Baidu, che dunque predomina in ambito nazionale, ha un preciso piano espansionistico. In particolare, intende potenziare il settore di Ricerca e Sviluppo, finalizzato a migliorare l'attuale tecnologia, ed investire ingenti risorse nelle infrastrutture, per supportare l'aumento del traffico. Poi, con attività di formazione esterna, ambisce ad aumentare la propria notorietà presso i singoli utenti e le aziende locali, cui trasmette i benefici derivanti dall'utilizzo del motore di ricerca.
Dopo quello asiatico, Baidu sembra intenzionato a conquistare anche il mercato internazionale. A partire dal Giappone, dove già ha localizzato il proprio sito (www.baidu.jp), cui, forse, presto aggiungerà anche la versione inglese del servizio. Restano da individuare ancora alcuni aspetti del futuro scenario.
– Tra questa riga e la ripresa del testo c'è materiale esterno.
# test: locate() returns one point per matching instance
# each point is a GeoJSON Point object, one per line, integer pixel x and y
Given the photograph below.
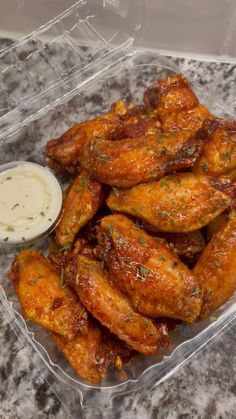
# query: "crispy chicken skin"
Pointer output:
{"type": "Point", "coordinates": [177, 203]}
{"type": "Point", "coordinates": [43, 299]}
{"type": "Point", "coordinates": [156, 281]}
{"type": "Point", "coordinates": [188, 246]}
{"type": "Point", "coordinates": [176, 105]}
{"type": "Point", "coordinates": [218, 156]}
{"type": "Point", "coordinates": [64, 151]}
{"type": "Point", "coordinates": [90, 354]}
{"type": "Point", "coordinates": [121, 122]}
{"type": "Point", "coordinates": [132, 161]}
{"type": "Point", "coordinates": [108, 305]}
{"type": "Point", "coordinates": [81, 203]}
{"type": "Point", "coordinates": [216, 269]}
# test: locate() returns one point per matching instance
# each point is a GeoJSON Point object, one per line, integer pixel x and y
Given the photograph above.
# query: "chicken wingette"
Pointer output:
{"type": "Point", "coordinates": [43, 296]}
{"type": "Point", "coordinates": [178, 203]}
{"type": "Point", "coordinates": [136, 160]}
{"type": "Point", "coordinates": [90, 354]}
{"type": "Point", "coordinates": [80, 204]}
{"type": "Point", "coordinates": [121, 122]}
{"type": "Point", "coordinates": [108, 305]}
{"type": "Point", "coordinates": [157, 282]}
{"type": "Point", "coordinates": [218, 156]}
{"type": "Point", "coordinates": [176, 105]}
{"type": "Point", "coordinates": [216, 268]}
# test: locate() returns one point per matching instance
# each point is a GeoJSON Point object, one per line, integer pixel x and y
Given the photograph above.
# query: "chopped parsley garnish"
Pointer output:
{"type": "Point", "coordinates": [16, 205]}
{"type": "Point", "coordinates": [85, 181]}
{"type": "Point", "coordinates": [144, 271]}
{"type": "Point", "coordinates": [65, 248]}
{"type": "Point", "coordinates": [62, 279]}
{"type": "Point", "coordinates": [121, 241]}
{"type": "Point", "coordinates": [103, 158]}
{"type": "Point", "coordinates": [9, 228]}
{"type": "Point", "coordinates": [228, 155]}
{"type": "Point", "coordinates": [204, 167]}
{"type": "Point", "coordinates": [196, 291]}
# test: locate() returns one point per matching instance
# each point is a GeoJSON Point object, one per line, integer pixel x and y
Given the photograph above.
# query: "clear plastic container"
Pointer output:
{"type": "Point", "coordinates": [68, 71]}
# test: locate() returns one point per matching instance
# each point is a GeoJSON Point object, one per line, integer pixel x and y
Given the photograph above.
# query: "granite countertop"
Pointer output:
{"type": "Point", "coordinates": [203, 388]}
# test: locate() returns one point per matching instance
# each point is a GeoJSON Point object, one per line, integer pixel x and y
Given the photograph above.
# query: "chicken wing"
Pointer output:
{"type": "Point", "coordinates": [91, 353]}
{"type": "Point", "coordinates": [107, 304]}
{"type": "Point", "coordinates": [121, 122]}
{"type": "Point", "coordinates": [132, 161]}
{"type": "Point", "coordinates": [216, 269]}
{"type": "Point", "coordinates": [177, 203]}
{"type": "Point", "coordinates": [156, 281]}
{"type": "Point", "coordinates": [81, 203]}
{"type": "Point", "coordinates": [176, 105]}
{"type": "Point", "coordinates": [64, 151]}
{"type": "Point", "coordinates": [44, 298]}
{"type": "Point", "coordinates": [188, 246]}
{"type": "Point", "coordinates": [218, 156]}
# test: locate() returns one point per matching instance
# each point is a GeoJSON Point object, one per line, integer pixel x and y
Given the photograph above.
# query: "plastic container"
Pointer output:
{"type": "Point", "coordinates": [64, 83]}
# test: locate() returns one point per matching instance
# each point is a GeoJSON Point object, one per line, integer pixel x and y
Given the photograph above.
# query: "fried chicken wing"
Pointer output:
{"type": "Point", "coordinates": [132, 161]}
{"type": "Point", "coordinates": [107, 304]}
{"type": "Point", "coordinates": [63, 152]}
{"type": "Point", "coordinates": [43, 298]}
{"type": "Point", "coordinates": [81, 203]}
{"type": "Point", "coordinates": [156, 281]}
{"type": "Point", "coordinates": [138, 121]}
{"type": "Point", "coordinates": [90, 354]}
{"type": "Point", "coordinates": [218, 156]}
{"type": "Point", "coordinates": [176, 105]}
{"type": "Point", "coordinates": [188, 246]}
{"type": "Point", "coordinates": [177, 203]}
{"type": "Point", "coordinates": [216, 269]}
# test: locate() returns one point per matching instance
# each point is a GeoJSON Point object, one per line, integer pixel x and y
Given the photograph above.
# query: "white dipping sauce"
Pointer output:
{"type": "Point", "coordinates": [30, 201]}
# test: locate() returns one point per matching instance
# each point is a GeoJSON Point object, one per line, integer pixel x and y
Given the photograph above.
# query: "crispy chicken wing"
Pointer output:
{"type": "Point", "coordinates": [43, 298]}
{"type": "Point", "coordinates": [91, 353]}
{"type": "Point", "coordinates": [188, 246]}
{"type": "Point", "coordinates": [216, 269]}
{"type": "Point", "coordinates": [176, 105]}
{"type": "Point", "coordinates": [121, 122]}
{"type": "Point", "coordinates": [81, 203]}
{"type": "Point", "coordinates": [218, 156]}
{"type": "Point", "coordinates": [177, 203]}
{"type": "Point", "coordinates": [64, 151]}
{"type": "Point", "coordinates": [156, 281]}
{"type": "Point", "coordinates": [107, 304]}
{"type": "Point", "coordinates": [131, 161]}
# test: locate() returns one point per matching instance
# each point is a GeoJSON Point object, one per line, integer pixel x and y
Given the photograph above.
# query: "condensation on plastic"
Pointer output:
{"type": "Point", "coordinates": [66, 83]}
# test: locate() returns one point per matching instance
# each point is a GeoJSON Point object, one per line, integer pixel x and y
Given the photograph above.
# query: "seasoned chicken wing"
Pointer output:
{"type": "Point", "coordinates": [81, 203]}
{"type": "Point", "coordinates": [44, 298]}
{"type": "Point", "coordinates": [177, 203]}
{"type": "Point", "coordinates": [156, 281]}
{"type": "Point", "coordinates": [91, 353]}
{"type": "Point", "coordinates": [132, 161]}
{"type": "Point", "coordinates": [63, 152]}
{"type": "Point", "coordinates": [216, 269]}
{"type": "Point", "coordinates": [176, 105]}
{"type": "Point", "coordinates": [107, 304]}
{"type": "Point", "coordinates": [218, 156]}
{"type": "Point", "coordinates": [188, 246]}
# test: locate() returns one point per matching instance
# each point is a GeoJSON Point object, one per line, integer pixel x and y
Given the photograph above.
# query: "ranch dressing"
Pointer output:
{"type": "Point", "coordinates": [30, 201]}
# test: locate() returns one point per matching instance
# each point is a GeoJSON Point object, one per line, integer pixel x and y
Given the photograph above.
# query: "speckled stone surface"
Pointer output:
{"type": "Point", "coordinates": [204, 388]}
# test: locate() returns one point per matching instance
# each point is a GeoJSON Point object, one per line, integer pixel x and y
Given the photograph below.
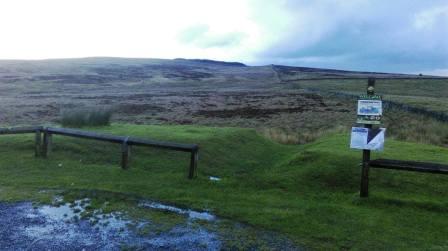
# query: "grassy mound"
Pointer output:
{"type": "Point", "coordinates": [309, 192]}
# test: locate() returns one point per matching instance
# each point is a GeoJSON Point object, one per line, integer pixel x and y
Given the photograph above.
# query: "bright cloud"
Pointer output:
{"type": "Point", "coordinates": [377, 35]}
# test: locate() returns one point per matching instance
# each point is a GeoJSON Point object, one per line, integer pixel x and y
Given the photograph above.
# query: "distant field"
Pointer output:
{"type": "Point", "coordinates": [427, 93]}
{"type": "Point", "coordinates": [270, 98]}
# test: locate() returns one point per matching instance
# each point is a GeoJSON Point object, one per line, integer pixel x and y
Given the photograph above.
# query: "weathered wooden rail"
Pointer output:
{"type": "Point", "coordinates": [43, 147]}
{"type": "Point", "coordinates": [414, 166]}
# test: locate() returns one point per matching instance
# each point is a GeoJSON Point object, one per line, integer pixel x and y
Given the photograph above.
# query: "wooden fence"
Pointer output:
{"type": "Point", "coordinates": [43, 147]}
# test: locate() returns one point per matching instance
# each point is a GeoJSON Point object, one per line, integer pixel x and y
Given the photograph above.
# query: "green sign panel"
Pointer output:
{"type": "Point", "coordinates": [370, 109]}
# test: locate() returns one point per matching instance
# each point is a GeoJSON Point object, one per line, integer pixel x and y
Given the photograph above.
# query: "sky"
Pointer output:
{"type": "Point", "coordinates": [407, 36]}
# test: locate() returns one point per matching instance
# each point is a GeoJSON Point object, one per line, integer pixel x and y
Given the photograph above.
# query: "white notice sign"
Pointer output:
{"type": "Point", "coordinates": [367, 139]}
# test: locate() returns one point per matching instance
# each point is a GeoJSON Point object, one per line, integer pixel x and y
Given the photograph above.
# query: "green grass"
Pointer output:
{"type": "Point", "coordinates": [309, 192]}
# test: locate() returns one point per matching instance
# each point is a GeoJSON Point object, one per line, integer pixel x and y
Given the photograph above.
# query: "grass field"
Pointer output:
{"type": "Point", "coordinates": [309, 192]}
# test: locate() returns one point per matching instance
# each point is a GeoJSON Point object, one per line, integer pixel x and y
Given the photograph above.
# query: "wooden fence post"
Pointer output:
{"type": "Point", "coordinates": [125, 154]}
{"type": "Point", "coordinates": [364, 191]}
{"type": "Point", "coordinates": [193, 163]}
{"type": "Point", "coordinates": [38, 143]}
{"type": "Point", "coordinates": [46, 148]}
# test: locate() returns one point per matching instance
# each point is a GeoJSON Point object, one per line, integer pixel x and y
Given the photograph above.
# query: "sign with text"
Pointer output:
{"type": "Point", "coordinates": [370, 109]}
{"type": "Point", "coordinates": [367, 139]}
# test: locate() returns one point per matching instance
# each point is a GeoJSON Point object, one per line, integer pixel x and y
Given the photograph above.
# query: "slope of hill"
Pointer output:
{"type": "Point", "coordinates": [205, 92]}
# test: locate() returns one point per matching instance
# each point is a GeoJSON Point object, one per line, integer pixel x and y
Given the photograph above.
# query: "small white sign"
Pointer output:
{"type": "Point", "coordinates": [370, 107]}
{"type": "Point", "coordinates": [367, 139]}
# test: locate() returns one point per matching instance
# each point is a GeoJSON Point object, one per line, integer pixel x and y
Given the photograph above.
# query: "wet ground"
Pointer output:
{"type": "Point", "coordinates": [66, 226]}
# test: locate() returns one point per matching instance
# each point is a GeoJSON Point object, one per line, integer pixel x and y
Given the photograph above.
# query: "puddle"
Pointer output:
{"type": "Point", "coordinates": [76, 226]}
{"type": "Point", "coordinates": [212, 178]}
{"type": "Point", "coordinates": [194, 215]}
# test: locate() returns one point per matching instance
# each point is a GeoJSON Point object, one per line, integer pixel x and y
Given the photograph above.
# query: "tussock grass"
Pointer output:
{"type": "Point", "coordinates": [82, 117]}
{"type": "Point", "coordinates": [310, 192]}
{"type": "Point", "coordinates": [294, 137]}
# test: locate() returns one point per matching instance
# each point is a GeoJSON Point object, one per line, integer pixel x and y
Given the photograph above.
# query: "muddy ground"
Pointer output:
{"type": "Point", "coordinates": [65, 226]}
{"type": "Point", "coordinates": [164, 92]}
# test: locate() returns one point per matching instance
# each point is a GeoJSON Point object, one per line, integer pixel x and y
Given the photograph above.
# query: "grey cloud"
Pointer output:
{"type": "Point", "coordinates": [403, 36]}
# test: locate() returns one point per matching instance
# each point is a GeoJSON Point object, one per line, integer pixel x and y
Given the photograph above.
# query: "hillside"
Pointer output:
{"type": "Point", "coordinates": [309, 192]}
{"type": "Point", "coordinates": [183, 91]}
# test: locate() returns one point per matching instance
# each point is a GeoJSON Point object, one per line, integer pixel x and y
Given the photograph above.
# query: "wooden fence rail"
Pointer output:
{"type": "Point", "coordinates": [43, 147]}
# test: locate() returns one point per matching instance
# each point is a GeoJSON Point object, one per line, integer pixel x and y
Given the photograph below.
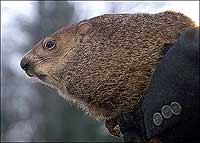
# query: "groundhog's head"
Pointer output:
{"type": "Point", "coordinates": [104, 64]}
{"type": "Point", "coordinates": [47, 57]}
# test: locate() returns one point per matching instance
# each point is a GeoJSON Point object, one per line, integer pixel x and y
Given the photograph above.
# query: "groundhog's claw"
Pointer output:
{"type": "Point", "coordinates": [113, 128]}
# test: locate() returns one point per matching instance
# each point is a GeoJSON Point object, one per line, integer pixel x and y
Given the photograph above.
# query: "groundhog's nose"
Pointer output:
{"type": "Point", "coordinates": [26, 64]}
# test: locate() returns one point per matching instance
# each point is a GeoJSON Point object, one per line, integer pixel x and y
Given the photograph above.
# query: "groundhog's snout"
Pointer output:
{"type": "Point", "coordinates": [27, 66]}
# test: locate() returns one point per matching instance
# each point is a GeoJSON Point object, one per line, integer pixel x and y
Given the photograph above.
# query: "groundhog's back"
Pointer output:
{"type": "Point", "coordinates": [110, 70]}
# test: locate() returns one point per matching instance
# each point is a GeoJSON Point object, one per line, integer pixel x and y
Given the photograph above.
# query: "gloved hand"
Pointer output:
{"type": "Point", "coordinates": [170, 108]}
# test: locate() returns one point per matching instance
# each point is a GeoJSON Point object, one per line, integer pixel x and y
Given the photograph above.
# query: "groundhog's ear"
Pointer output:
{"type": "Point", "coordinates": [85, 28]}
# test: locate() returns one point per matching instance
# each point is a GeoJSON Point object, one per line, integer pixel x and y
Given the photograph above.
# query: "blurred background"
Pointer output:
{"type": "Point", "coordinates": [31, 111]}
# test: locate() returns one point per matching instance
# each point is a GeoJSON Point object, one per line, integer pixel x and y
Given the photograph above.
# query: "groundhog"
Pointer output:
{"type": "Point", "coordinates": [104, 64]}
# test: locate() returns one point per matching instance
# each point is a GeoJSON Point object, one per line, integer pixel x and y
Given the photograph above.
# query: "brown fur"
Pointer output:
{"type": "Point", "coordinates": [107, 70]}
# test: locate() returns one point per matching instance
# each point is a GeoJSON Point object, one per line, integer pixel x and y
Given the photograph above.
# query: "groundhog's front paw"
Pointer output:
{"type": "Point", "coordinates": [113, 127]}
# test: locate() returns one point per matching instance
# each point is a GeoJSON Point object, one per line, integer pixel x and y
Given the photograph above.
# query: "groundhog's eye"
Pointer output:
{"type": "Point", "coordinates": [49, 44]}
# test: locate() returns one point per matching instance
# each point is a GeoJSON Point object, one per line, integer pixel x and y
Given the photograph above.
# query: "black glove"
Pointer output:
{"type": "Point", "coordinates": [170, 108]}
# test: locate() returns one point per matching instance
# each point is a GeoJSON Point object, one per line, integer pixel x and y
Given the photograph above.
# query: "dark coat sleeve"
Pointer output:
{"type": "Point", "coordinates": [172, 101]}
{"type": "Point", "coordinates": [170, 108]}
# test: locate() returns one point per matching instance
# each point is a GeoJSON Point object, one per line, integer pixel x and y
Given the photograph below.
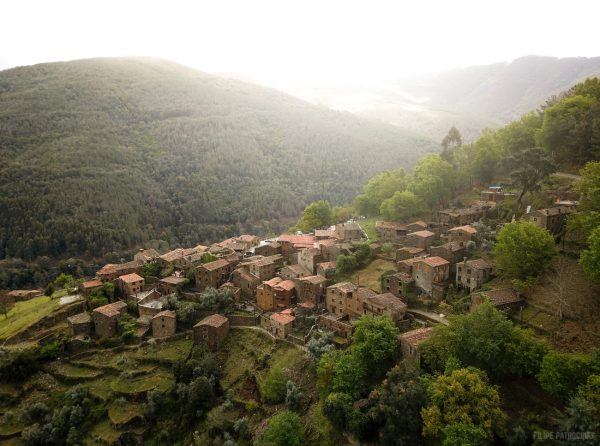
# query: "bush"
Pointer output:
{"type": "Point", "coordinates": [17, 365]}
{"type": "Point", "coordinates": [274, 386]}
{"type": "Point", "coordinates": [283, 429]}
{"type": "Point", "coordinates": [562, 373]}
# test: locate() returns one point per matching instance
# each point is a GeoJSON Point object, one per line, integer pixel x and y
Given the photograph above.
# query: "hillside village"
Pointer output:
{"type": "Point", "coordinates": [290, 287]}
{"type": "Point", "coordinates": [287, 285]}
{"type": "Point", "coordinates": [453, 304]}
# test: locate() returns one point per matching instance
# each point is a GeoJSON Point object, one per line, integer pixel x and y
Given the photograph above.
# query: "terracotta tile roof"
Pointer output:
{"type": "Point", "coordinates": [214, 265]}
{"type": "Point", "coordinates": [415, 337]}
{"type": "Point", "coordinates": [81, 318]}
{"type": "Point", "coordinates": [214, 320]}
{"type": "Point", "coordinates": [554, 211]}
{"type": "Point", "coordinates": [286, 285]}
{"type": "Point", "coordinates": [313, 279]}
{"type": "Point", "coordinates": [466, 228]}
{"type": "Point", "coordinates": [304, 240]}
{"type": "Point", "coordinates": [111, 310]}
{"type": "Point", "coordinates": [412, 249]}
{"type": "Point", "coordinates": [324, 233]}
{"type": "Point", "coordinates": [499, 297]}
{"type": "Point", "coordinates": [274, 281]}
{"type": "Point", "coordinates": [165, 313]}
{"type": "Point", "coordinates": [479, 264]}
{"type": "Point", "coordinates": [92, 284]}
{"type": "Point", "coordinates": [130, 278]}
{"type": "Point", "coordinates": [171, 256]}
{"type": "Point", "coordinates": [174, 280]}
{"type": "Point", "coordinates": [434, 261]}
{"type": "Point", "coordinates": [327, 265]}
{"type": "Point", "coordinates": [421, 234]}
{"type": "Point", "coordinates": [282, 319]}
{"type": "Point", "coordinates": [450, 246]}
{"type": "Point", "coordinates": [390, 225]}
{"type": "Point", "coordinates": [387, 300]}
{"type": "Point", "coordinates": [344, 286]}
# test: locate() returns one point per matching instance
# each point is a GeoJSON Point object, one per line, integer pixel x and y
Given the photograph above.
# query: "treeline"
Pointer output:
{"type": "Point", "coordinates": [564, 133]}
{"type": "Point", "coordinates": [104, 155]}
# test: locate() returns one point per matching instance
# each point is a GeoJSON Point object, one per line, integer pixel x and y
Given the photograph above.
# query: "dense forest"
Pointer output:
{"type": "Point", "coordinates": [103, 155]}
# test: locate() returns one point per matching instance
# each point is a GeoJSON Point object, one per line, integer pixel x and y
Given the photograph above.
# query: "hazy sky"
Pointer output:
{"type": "Point", "coordinates": [297, 42]}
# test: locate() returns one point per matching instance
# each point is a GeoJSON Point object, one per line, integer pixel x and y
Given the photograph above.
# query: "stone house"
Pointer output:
{"type": "Point", "coordinates": [150, 308]}
{"type": "Point", "coordinates": [268, 249]}
{"type": "Point", "coordinates": [409, 344]}
{"type": "Point", "coordinates": [245, 281]}
{"type": "Point", "coordinates": [391, 231]}
{"type": "Point", "coordinates": [338, 324]}
{"type": "Point", "coordinates": [406, 266]}
{"type": "Point", "coordinates": [409, 252]}
{"type": "Point", "coordinates": [348, 231]}
{"type": "Point", "coordinates": [294, 271]}
{"type": "Point", "coordinates": [311, 289]}
{"type": "Point", "coordinates": [309, 258]}
{"type": "Point", "coordinates": [505, 299]}
{"type": "Point", "coordinates": [106, 317]}
{"type": "Point", "coordinates": [398, 284]}
{"type": "Point", "coordinates": [266, 268]}
{"type": "Point", "coordinates": [171, 284]}
{"type": "Point", "coordinates": [213, 274]}
{"type": "Point", "coordinates": [130, 284]}
{"type": "Point", "coordinates": [88, 287]}
{"type": "Point", "coordinates": [211, 330]}
{"type": "Point", "coordinates": [462, 216]}
{"type": "Point", "coordinates": [326, 269]}
{"type": "Point", "coordinates": [164, 324]}
{"type": "Point", "coordinates": [146, 255]}
{"type": "Point", "coordinates": [417, 226]}
{"type": "Point", "coordinates": [552, 219]}
{"type": "Point", "coordinates": [112, 271]}
{"type": "Point", "coordinates": [431, 274]}
{"type": "Point", "coordinates": [275, 293]}
{"type": "Point", "coordinates": [420, 239]}
{"type": "Point", "coordinates": [80, 324]}
{"type": "Point", "coordinates": [472, 274]}
{"type": "Point", "coordinates": [454, 252]}
{"type": "Point", "coordinates": [462, 233]}
{"type": "Point", "coordinates": [170, 258]}
{"type": "Point", "coordinates": [235, 291]}
{"type": "Point", "coordinates": [291, 244]}
{"type": "Point", "coordinates": [345, 298]}
{"type": "Point", "coordinates": [282, 324]}
{"type": "Point", "coordinates": [386, 303]}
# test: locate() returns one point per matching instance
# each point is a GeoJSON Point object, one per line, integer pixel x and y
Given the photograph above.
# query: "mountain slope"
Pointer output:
{"type": "Point", "coordinates": [103, 154]}
{"type": "Point", "coordinates": [470, 98]}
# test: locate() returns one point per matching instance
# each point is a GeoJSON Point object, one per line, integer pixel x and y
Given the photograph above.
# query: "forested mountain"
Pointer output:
{"type": "Point", "coordinates": [101, 155]}
{"type": "Point", "coordinates": [470, 98]}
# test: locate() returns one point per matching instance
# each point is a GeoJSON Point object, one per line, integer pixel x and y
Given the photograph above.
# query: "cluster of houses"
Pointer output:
{"type": "Point", "coordinates": [293, 275]}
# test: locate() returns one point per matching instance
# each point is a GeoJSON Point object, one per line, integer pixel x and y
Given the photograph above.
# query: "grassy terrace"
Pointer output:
{"type": "Point", "coordinates": [26, 313]}
{"type": "Point", "coordinates": [369, 275]}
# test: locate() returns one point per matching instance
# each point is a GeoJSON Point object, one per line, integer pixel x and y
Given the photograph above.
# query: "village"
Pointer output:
{"type": "Point", "coordinates": [287, 285]}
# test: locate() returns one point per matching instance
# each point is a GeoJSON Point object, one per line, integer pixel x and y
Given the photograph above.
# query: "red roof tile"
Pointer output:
{"type": "Point", "coordinates": [130, 278]}
{"type": "Point", "coordinates": [282, 319]}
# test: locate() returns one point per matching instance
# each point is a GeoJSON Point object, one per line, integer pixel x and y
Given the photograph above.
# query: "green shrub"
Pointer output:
{"type": "Point", "coordinates": [274, 386]}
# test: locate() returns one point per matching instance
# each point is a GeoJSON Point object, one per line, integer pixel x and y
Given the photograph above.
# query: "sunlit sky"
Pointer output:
{"type": "Point", "coordinates": [283, 42]}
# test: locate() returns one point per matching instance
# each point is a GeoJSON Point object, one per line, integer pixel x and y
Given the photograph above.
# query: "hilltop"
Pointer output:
{"type": "Point", "coordinates": [470, 98]}
{"type": "Point", "coordinates": [102, 155]}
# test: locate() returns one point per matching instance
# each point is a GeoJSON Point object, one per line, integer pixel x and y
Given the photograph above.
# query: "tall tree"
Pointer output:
{"type": "Point", "coordinates": [451, 142]}
{"type": "Point", "coordinates": [528, 168]}
{"type": "Point", "coordinates": [523, 250]}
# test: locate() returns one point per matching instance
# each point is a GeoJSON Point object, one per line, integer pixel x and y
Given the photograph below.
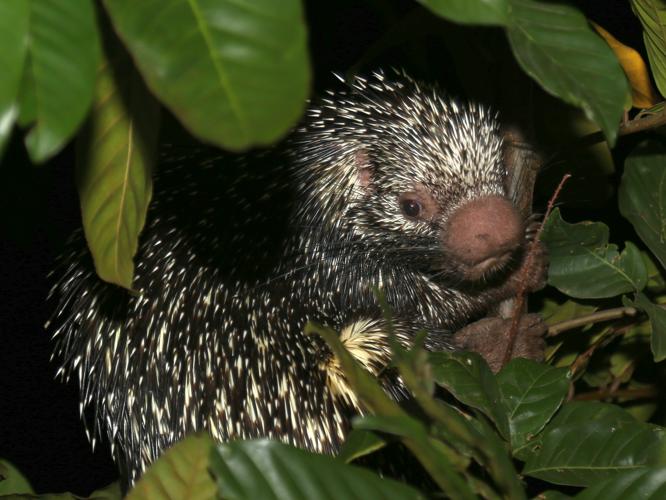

Quale sarà il primo Paese della new economy ad ospitare l'emergente player ? Baidu quali strategie adotterà per conquistare la fiducia degli internauti ? Con quali iniziative Google ne arginerà l'inevitabile sviluppo mondiale ?
Nel villaggio globale, le ipotesi sono tante e tutte possibili, ma è difficile immaginare la fine prossima del monopolio di Google, che dal 1998 ha sempre dimostrato una spiccata capacità di rinnovare creativamente la propria piattaforma.